2007年03月27日掲載 【昆虫にも血液はあるの?】

昆虫のからだを傷つけると、透明な液が出てきました。
人間の血液のように赤くないのですが、これはやはり血液ですか。

はい、これは昆虫の血液です。

人間の場合、血管内にある赤い血液と血管外にある透明なリンパ液、組織液とを区別しています。

一方、昆虫の循環器系は開放血管系といい、閉じた血管系をもたないので、血液 とリンパ液、組織液の区別はなく、正式には「血リンパ」と呼んでいます。

人間の血液は肺と組織の間で酸素を運搬するヘモグロビンという赤いタンパク質を含むために赤く見えます。しかし、昆虫では私たちの血管のように気管が全身に張りめぐらされていて、それが直接酸素をさまざまな組織に供給するために、一般にヘモグロビンのような酸素を運搬するタンパク質は血リンパに含まれていません。
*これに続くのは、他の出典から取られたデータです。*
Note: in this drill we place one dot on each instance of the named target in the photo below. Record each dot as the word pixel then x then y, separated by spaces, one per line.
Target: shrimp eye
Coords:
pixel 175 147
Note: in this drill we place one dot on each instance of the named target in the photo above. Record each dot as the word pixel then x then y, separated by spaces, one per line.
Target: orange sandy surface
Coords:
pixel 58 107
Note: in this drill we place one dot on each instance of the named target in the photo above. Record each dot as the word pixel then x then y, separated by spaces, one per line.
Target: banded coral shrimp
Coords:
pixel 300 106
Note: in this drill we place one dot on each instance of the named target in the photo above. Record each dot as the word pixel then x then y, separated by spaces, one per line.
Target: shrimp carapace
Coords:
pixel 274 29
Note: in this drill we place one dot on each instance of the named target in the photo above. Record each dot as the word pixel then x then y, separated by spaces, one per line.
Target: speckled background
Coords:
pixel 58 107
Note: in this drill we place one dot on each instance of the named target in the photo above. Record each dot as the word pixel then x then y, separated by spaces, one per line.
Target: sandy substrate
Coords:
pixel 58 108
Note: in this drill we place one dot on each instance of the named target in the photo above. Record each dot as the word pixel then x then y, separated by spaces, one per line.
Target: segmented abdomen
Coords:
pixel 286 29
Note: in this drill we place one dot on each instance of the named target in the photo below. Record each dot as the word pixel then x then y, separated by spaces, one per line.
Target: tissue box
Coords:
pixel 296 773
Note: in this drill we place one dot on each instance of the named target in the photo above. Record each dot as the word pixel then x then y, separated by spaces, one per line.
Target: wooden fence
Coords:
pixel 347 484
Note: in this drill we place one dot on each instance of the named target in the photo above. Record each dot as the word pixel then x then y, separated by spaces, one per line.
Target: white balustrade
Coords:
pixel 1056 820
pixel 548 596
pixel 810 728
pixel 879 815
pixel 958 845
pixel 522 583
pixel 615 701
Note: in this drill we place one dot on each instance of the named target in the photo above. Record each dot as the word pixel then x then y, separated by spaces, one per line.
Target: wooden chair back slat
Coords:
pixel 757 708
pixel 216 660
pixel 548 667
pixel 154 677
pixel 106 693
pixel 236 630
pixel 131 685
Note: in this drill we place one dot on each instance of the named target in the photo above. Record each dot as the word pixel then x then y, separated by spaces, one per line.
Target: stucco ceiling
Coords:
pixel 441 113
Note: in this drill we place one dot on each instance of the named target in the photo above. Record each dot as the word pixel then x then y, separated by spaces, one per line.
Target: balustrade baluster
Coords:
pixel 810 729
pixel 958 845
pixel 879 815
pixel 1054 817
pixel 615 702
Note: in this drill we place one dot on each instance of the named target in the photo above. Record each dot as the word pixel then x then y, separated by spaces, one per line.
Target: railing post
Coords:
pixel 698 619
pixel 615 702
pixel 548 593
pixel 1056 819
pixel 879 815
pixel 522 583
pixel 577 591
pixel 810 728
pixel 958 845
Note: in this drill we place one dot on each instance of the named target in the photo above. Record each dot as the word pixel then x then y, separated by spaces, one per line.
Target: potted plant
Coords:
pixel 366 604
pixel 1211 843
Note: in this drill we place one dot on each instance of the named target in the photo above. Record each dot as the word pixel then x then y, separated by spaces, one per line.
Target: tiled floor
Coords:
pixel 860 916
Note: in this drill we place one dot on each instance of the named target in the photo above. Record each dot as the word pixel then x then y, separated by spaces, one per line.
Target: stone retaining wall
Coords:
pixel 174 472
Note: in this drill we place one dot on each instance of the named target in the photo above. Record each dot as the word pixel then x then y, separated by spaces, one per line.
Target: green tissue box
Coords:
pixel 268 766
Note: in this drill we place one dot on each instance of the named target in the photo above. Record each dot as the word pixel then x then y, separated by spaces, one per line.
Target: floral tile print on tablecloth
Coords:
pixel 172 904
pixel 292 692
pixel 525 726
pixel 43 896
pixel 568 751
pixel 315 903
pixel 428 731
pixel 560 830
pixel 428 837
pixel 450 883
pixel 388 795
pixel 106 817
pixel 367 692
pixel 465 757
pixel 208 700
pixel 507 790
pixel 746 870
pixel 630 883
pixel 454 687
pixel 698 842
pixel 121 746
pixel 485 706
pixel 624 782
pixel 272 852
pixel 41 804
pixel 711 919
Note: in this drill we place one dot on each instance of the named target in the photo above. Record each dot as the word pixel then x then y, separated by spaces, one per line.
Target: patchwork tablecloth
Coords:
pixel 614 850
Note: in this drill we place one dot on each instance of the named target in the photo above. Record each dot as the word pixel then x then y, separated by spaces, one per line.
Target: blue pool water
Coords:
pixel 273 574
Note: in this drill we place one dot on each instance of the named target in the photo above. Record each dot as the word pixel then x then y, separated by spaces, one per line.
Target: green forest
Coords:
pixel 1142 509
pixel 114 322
したがって昆虫の血リンパは、透明またはうすい黄色や緑色をしているのがふつうです。もっとも、昆虫でもユスリカの幼虫(赤虫といって釣りの餌として使われている)の血リンパは、ヘモグロビンを含んでおり赤い色をしています。このヘモグロビンは酸素を運搬するためではなく、むしろ酸素の欠乏する汚い水にすんでいるユスリカの幼虫がからだの中に酸素を蓄えておくためのようです。